If we choose to assume that the number of celldivisions is equal to the total amount of cells (I consider it a fair approximation since the number is sky high), and that the number of mutations are given from the sample mean, we get to write:\[\Large \mu=\frac{ \bar{k} }{ N }\]Here is \(\mu\) the rate, \(k\) the sample mean and \(N\) the amount of cells (the amount of celldivisions).

From here I've set up two experimental procedures and only one is to be done:

The practical:
In this version, the sample mean need to be obtained directly from data. From 20 tubes we take 1 ml and terfere it to a petri dish with a medium selective over for the gene I wish to test.
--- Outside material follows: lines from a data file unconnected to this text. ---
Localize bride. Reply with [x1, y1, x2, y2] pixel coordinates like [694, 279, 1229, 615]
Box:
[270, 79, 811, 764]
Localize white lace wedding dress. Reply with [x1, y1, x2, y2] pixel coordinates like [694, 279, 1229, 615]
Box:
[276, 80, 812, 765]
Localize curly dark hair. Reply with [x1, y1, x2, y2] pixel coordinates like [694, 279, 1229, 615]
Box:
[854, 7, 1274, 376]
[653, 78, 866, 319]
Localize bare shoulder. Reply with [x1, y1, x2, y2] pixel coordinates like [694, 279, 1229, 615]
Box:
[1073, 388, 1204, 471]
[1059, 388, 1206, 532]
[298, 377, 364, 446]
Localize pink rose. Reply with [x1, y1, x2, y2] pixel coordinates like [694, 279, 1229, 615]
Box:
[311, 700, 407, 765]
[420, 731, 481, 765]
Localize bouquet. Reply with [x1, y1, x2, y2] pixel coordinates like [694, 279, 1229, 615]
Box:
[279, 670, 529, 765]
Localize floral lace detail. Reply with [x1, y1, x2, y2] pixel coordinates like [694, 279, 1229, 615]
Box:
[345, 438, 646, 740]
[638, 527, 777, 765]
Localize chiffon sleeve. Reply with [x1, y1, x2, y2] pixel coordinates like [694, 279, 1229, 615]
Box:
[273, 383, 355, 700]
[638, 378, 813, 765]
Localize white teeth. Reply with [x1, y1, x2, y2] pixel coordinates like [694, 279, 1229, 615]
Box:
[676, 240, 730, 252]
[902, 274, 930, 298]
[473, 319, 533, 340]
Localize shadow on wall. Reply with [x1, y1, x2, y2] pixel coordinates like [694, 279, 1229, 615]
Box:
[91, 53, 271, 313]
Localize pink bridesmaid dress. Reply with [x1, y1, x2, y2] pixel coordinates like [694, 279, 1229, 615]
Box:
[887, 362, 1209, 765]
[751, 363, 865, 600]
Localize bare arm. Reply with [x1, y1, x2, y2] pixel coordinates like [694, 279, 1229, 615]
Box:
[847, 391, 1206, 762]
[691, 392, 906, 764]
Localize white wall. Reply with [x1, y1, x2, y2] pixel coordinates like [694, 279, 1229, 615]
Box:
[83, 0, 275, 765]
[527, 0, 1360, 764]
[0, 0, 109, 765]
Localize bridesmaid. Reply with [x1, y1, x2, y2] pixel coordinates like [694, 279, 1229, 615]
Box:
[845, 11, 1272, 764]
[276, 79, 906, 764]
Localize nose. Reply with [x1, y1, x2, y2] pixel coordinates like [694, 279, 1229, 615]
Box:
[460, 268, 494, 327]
After some time (1 celldivision) we see how many mutations that have happened and calculate the sample mean\[\Large \bar{k}=\frac{ \sum_{i=1}^{n} k _{i} }{ n }\]


The partly theoretical:
The Poisson distribution has the equation.
\[\Large P _{x}=\frac{ \bar{k} ^{x} \times e ^{-\bar{k}} }{ x! }\]We can see up the nul frequency and determine the sample mean:\[\Large P_{0}=\frac{ \bar{k}^{0} \times e ^{- \bar{k}} }{ 0! }=\frac{ 1 \times e ^{- \bar{k}} }{ 1 }=e ^{- \bar{k}}\]The sample mean is then:\[\Large \bar{k}=-\ln(P _{0})\]
So all we gotta do is a count if there is 0 mutants or not on our petri dish, and from there calculate the sample mean.


Please help me evaluate the pros and cons.

@shrutipande9 @thomaster @blues @aaronq

Answer 2

Correction

And I like to add that like in the practical one we again do 20 dishes, but just evaluate, mutants or no mutants.